StrategyNetflix vs Blockbuster and the comforting narrative we tell ourselves

Netflix vs Blockbuster and the comforting narrative we tell ourselves

I was working with the board and senior management of a radio station last Friday on their strategy. The inevitable topic of digital disruption came up. It’s clear radio is going to look very different over the next decade, but the question no one can answer is what will it look like and when?

Of course there are some principles here, which are probably the topic of a future post, about predicting the future. In fact I’ve blogged about this already.

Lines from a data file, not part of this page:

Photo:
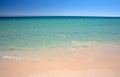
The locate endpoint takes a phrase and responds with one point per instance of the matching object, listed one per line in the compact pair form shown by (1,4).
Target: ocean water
(58,32)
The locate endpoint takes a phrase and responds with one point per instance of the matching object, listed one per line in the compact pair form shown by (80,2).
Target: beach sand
(73,62)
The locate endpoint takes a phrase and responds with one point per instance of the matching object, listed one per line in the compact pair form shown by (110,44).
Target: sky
(60,8)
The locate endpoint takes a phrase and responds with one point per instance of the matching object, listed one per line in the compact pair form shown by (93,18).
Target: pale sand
(78,62)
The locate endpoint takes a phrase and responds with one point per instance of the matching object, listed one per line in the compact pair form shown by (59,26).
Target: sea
(56,32)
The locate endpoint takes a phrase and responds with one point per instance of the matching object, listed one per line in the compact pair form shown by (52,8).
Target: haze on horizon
(59,8)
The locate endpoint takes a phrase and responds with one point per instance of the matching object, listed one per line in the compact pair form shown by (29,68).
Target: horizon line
(51,16)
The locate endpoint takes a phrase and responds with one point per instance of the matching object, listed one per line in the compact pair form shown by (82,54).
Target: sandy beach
(73,62)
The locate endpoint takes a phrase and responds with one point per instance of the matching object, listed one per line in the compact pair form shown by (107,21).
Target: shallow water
(52,32)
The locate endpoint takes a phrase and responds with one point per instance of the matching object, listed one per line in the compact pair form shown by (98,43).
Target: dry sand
(74,62)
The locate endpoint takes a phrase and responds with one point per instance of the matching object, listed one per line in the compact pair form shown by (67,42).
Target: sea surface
(58,32)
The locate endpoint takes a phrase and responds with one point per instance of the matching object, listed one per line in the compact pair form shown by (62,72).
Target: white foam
(12,57)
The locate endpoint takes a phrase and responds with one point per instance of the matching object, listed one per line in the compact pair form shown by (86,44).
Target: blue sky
(59,7)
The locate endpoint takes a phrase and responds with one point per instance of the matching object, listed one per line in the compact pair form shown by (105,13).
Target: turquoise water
(58,32)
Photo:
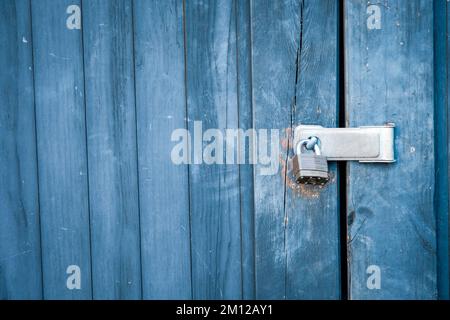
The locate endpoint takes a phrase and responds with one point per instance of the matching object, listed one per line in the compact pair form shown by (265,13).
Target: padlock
(310,167)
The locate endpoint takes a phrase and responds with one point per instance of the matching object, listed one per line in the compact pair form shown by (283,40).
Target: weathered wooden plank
(275,37)
(392,224)
(294,80)
(112,152)
(443,157)
(20,251)
(312,213)
(214,188)
(61,136)
(441,141)
(164,193)
(244,78)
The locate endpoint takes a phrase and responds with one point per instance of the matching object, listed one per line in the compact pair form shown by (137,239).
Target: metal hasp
(363,144)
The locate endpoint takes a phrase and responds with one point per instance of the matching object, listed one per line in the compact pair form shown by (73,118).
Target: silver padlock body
(310,168)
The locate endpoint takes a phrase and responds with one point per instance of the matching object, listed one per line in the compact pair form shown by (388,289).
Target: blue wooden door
(146,149)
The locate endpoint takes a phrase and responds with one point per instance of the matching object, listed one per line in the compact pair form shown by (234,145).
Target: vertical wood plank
(60,122)
(214,189)
(164,193)
(389,78)
(294,81)
(20,251)
(441,42)
(244,79)
(112,153)
(312,213)
(275,36)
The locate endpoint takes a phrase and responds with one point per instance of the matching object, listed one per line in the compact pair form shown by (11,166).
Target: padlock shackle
(304,142)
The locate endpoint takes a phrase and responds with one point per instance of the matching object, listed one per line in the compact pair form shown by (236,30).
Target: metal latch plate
(363,144)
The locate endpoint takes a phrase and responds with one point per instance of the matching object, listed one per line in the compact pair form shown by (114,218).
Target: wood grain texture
(214,189)
(312,227)
(389,78)
(441,140)
(20,251)
(164,188)
(294,81)
(244,79)
(61,136)
(275,41)
(112,152)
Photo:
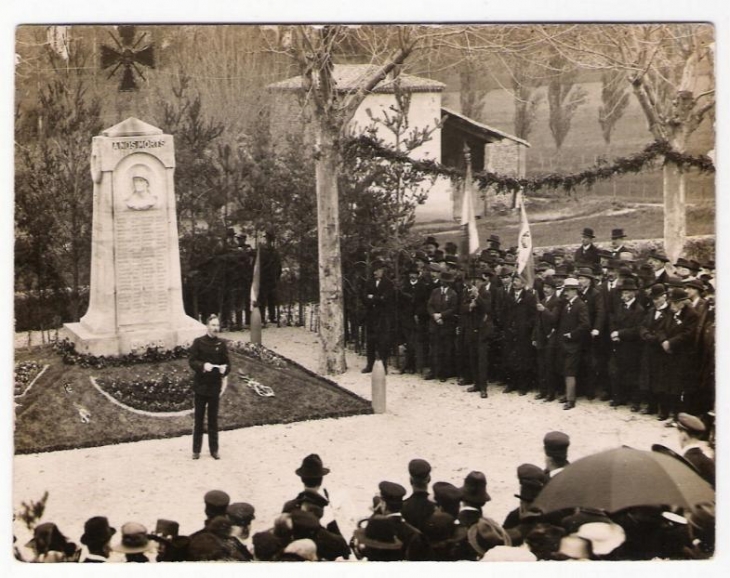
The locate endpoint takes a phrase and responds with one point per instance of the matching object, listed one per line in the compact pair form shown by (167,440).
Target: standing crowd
(630,329)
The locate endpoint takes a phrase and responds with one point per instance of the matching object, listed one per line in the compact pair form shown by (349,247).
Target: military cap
(217,499)
(419,469)
(678,294)
(474,489)
(628,284)
(695,284)
(690,423)
(241,513)
(391,492)
(658,255)
(556,443)
(420,256)
(446,494)
(312,467)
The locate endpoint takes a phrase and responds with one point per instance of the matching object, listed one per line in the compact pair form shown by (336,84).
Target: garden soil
(456,431)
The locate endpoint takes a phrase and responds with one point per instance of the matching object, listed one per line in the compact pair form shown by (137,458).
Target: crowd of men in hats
(438,521)
(631,329)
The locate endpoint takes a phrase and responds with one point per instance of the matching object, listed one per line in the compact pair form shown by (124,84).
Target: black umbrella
(621,478)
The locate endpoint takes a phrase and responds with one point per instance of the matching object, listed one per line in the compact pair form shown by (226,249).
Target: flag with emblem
(525,261)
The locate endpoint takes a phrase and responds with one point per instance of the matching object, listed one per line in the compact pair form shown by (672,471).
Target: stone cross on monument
(135,299)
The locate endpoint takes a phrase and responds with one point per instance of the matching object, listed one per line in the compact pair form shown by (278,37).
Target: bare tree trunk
(675,216)
(331,303)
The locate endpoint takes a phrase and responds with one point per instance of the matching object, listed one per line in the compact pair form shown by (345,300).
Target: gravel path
(454,430)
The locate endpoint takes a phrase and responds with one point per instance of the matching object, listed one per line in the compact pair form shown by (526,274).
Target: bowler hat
(241,513)
(379,534)
(419,469)
(217,499)
(446,494)
(312,467)
(391,492)
(97,531)
(134,539)
(556,443)
(474,489)
(678,294)
(431,241)
(690,423)
(486,534)
(657,290)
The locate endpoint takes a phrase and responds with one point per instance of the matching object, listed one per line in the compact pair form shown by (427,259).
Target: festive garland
(601,171)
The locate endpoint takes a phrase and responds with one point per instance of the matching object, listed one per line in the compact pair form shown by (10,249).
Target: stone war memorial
(135,297)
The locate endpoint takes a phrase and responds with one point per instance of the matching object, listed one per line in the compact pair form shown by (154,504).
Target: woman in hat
(209,360)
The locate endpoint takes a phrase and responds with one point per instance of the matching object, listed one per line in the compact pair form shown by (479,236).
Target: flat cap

But in this domain of technology’s impact on traditional industries (media, finance, transport, retail etc) it’s safe to say that technology takes longer to bite than many expect, but its eventual impacts are far more profound than many predict.

Anyway in this workshop we started discussing the classic Netflix vs Blockbuster cautionary tale. This has become something of a business moral fable in recent times. You know how it goes. Blockbuster was caught wrong-footed by video streaming services. It could have bought Netflix for $50m in the mid 2000s, but it didn’t, because Blockbuster misnamed the business it saw itself in. It was actually in the entertainment distribution and curation business, but it thought it was in the physical retail business (with its emphasis on turning its stores into convenience shops). Variations on this moral tale include: management wasn’t competent enough to see the inevitable endgame; no-one wanted to disrupt the H1 business of physical stores and hasten their demise; etc.

And then the morality tale turns to Netflix. It had started as a business mailing out DVDs, with no late fees. It had then disrupted itself to become a streaming business of other people’s content. And then it disrupted itself again to become a production house and produce its own content (Frank Underwood being the best character to emerge from their stable so far without doubt!). In this tale, Netflix management is competent, far sighted, courageous.

All of this may be true. But I can’t help thinking that as we try to tell ourselves this story to discomfit ourselves (“don’t be like Blockbuster’s management”) we are at the same time actually doing the opposite. It’s kind of comforting to tell ourselves that Blockbuster’s management was too incompetent to see the end game. Too timid to disrupt their physical stores. Too obtuse to know what business they were actually in. It’s comforting to say: “We are not like that. We are smarter, more far seeing, more courageous than Blockbuster’s management. Their fate isn’t ours. In fact, we are like Netflix’s management – agile, far seeing, brave enough to blow up our own business to let new growth bloom.”

Well. I’m not so sure. I suspect it’s arrogant in the extreme to assume Blockbuster’s management wasn’t competent. And more arrogant to assume that we are smarter than them.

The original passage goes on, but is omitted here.